What keeps Balochistan poor was summarized succinctly by a local farmer of District Killa Saifullah while narrating stories of plight: “Our wretchedness and poverty lies in our riches.” Other farmers sitting around him nodded approvingly.
I want to dedicate this column to the voices of these local farmers. Those at the higher echelon of policymaking must take pause and reflect upon these voices which make great sense to build a prosperous Balochistan. Although this discussion was focused on District Killa Saifullah, it seems true for other parts of Balochistan too.
Killa Saifullah has great potential for agriculture as a key economic driver to attain prosperity because of its conducive climatic conditions for multiple crops, better access to urban markets and a functional karez system. Killa Saifullah is famous for its apples, grapes, peaches, cherries and apricots but production is on decline due to stress on water resources. Local farmers say that rather than growing apples and apricots, olive plants can be grown which consume less water but have high demand in the local and national market. Per the farmers, olive plantation, oil extraction, processing and packaging along with associated skills is key for economic transformation. Some have already started olive plantations and they are making good income despite having limited access to financial services to scale up their enterprise.
There was general consensus among all the local farmers that the government, private sector and development agencies must support long-term development planning rather than doling out cash and charity. There has to be an entrepreneurship development approach which must entail soft agricultural loans for local farmers, business development services for the youth and market linkage support for establishing reliable value chains.
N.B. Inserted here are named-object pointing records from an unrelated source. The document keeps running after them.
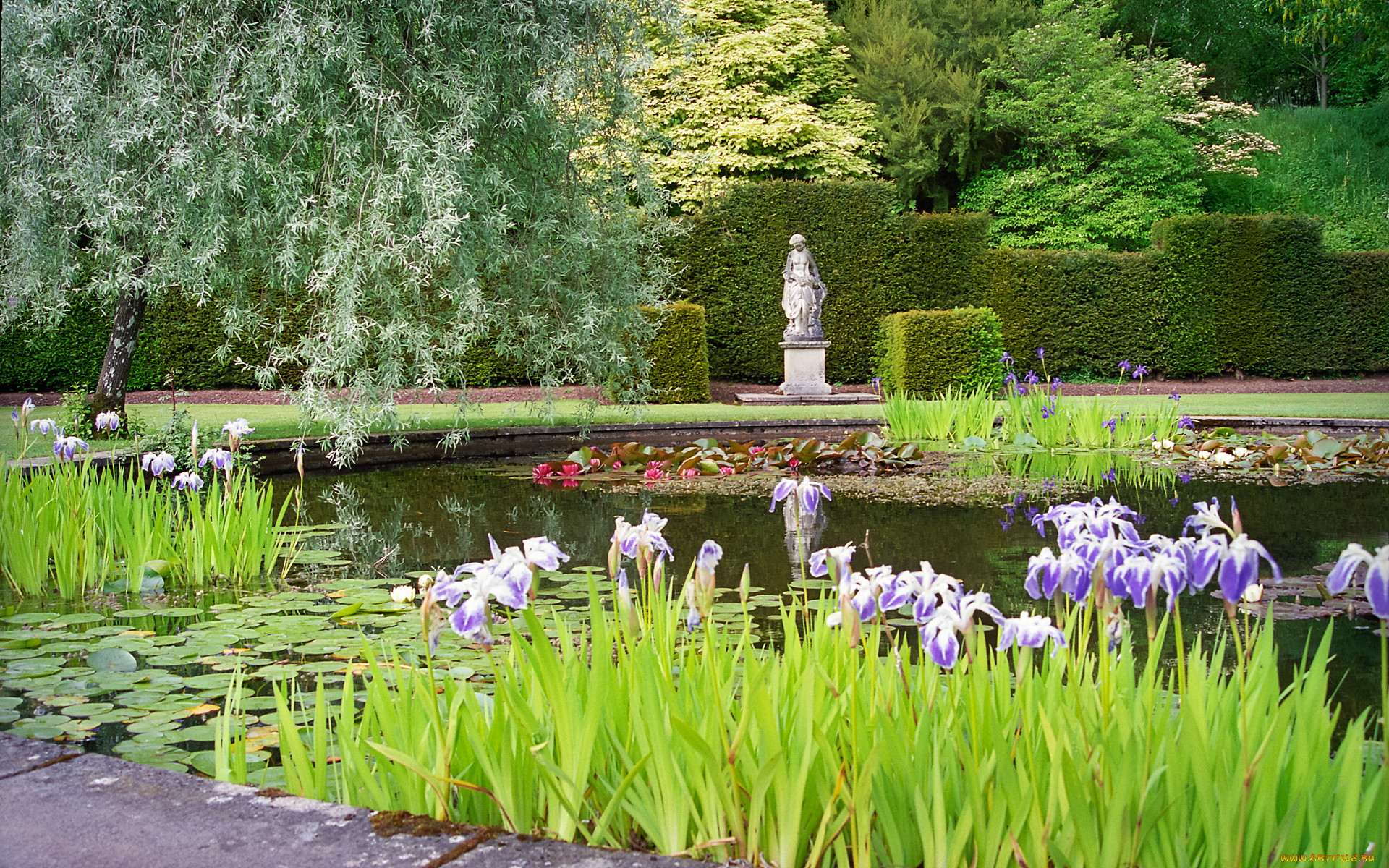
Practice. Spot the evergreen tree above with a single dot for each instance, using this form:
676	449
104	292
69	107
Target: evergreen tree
920	63
757	89
410	174
1110	139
In addition to olive, other high-quality fruits with less water consumption – like pomegranate, grapes, almonds and peaches – can be grown organically for high-end markets. People also grow traditional crops like wheat and corn while buckwheat can be introduced; it consumes less water and has high demand in urban areas as a nutritious food. The district is on the verge of facing spells of drought and its grazing lands and pastures have receded over the years. Traditional breeds of local livestock can be raised as a source of organic meat and dairy products if government and development agencies invest in integrated drought mitigation programmes. Investment in fodder storage for the winter and protecting grazing land through regulation will help improve the local economy.
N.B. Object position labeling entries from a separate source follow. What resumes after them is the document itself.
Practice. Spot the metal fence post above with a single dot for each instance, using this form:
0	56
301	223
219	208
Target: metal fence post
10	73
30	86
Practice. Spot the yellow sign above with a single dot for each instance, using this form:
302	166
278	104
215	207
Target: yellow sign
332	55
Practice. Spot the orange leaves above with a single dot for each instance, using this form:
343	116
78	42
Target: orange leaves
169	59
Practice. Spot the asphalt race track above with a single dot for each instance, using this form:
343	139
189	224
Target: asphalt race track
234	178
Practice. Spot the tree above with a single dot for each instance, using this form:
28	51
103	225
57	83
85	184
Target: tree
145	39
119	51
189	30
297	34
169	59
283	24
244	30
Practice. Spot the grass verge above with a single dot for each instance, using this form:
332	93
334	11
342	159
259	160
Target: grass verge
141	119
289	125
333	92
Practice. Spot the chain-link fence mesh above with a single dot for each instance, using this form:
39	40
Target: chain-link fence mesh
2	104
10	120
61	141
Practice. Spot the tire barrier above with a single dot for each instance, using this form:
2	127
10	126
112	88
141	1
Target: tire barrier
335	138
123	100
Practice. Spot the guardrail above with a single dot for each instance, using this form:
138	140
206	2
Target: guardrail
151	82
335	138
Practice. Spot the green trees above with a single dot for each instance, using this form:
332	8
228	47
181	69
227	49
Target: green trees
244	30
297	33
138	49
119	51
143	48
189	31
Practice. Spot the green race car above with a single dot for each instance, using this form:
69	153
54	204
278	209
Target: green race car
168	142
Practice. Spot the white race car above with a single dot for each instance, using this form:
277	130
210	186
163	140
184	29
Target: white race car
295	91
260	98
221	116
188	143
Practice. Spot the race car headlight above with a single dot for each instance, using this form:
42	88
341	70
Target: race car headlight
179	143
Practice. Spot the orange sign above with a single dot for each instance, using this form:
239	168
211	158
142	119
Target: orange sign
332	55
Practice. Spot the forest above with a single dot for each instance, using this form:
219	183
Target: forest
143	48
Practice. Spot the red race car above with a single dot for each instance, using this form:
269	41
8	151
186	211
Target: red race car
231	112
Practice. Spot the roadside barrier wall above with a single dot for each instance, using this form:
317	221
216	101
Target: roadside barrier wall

District Killa Saifullah is one of the few districts of Balochistan where the Karez system is still functional, but it has been overburdened because of the increasing demand for water. The district faces an imminent water crisis while underground water sources continue to deplete due to conventional water intensive agricultural practices. For instance, the most agriculturally productive area of Kan Mehtarzai faces desertification as the underground water table has gone down to some 600 to 1100 feet due to excessive pumping and absence of aquifer replenishing technologies. Many farmers in the area are scared that they are losing their fruit orchards, the backbone of their income due to the scarcity of water.
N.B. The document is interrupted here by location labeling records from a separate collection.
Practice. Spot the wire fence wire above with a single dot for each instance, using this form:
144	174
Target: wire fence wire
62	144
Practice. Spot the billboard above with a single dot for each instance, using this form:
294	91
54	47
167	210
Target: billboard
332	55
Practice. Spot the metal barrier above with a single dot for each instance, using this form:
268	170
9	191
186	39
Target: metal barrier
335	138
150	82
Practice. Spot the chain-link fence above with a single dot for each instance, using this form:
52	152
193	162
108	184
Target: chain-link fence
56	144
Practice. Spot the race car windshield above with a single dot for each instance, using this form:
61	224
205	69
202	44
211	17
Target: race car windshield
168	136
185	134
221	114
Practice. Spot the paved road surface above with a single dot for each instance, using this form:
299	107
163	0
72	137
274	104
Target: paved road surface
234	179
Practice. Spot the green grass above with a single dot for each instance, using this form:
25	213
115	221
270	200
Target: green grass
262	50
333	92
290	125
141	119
Local experts of water and agriculture sectors suggest that government and development agencies must invest in integrated water management initiatives. This includes building rainwater harvest ponds, checking dams and small water reservoirs to store the monsoon downpour, snowfall in the winter, flood waters and other seasonal hydrological flows.
Balochistan does not have any aquifer regulation law to govern the use of underground water. Eighty percent of the population of Killa Saifullah depends on agriculture as a major source of livelihood and most farmers use solar-powered tube wells for irrigation purposes in absence of efficient technologies. Modern technologies like drip irrigation, use of water sprinklers and rain harvesting methods have not been introduced; they could reduce the burden on the depleting sources of ground water in Killa Saifullah.
One of the major reasons for deforestation is the use of wood as domestic fuel in the absence of alternate energy resources in the area. Winter in most parts of the district is harsh and local people use wood for heating and cooking purposes. The rural part of the district is plunged into darkness with 18 hours of daily loadshedding during the winter while in the main town of district people face up to 16 hours of loadshedding in 24 hours.
The district of Killa Saifullah has commercial potential to generate clean energy as a major source of domestic fuel from its existing hydrological, solar and wind resources. The district has a functional karez system, areas of high solar intensity and wind corridors as hybrid and cost-efficient sources of energy generation. According to the local stakeholders, some surveys were conducted by private companies some five years ago in Muslim Bagh to assess the potential of power generation from the karez system, solar intensity and wind corridor but nothing has happened since because of lack of support from the government.
Unemployment amongst the youth is one of the major factors of poverty in Killa Saifullah where 70 percent of young people are either unemployed or engaged in the informal sector, reportedly due to a lack of employable or entrepreneurial skills to earn a reasonable income. Two ICT centers were established in Killa Saifullah in 2016 where more than 100 young people were trained in various IT skills; they now earn a decent income. The local people see a great value in such initiatives.
Like other parts of the province, the local government structure is nonexistent in Killa Saifullah and there is no mechanism to address these development priorities of local people. In a brief meeting on May 22, 2021 in Quetta Zahoor Buledi, the provincial finance minister assured that the government of Balochistan will soon enact a new local governance act. I hope this happens soon and the development needs expressed by the local people are addressed as a priority.
The writer is a social development and policy adviser, and a freelance columnist based in Islamabad.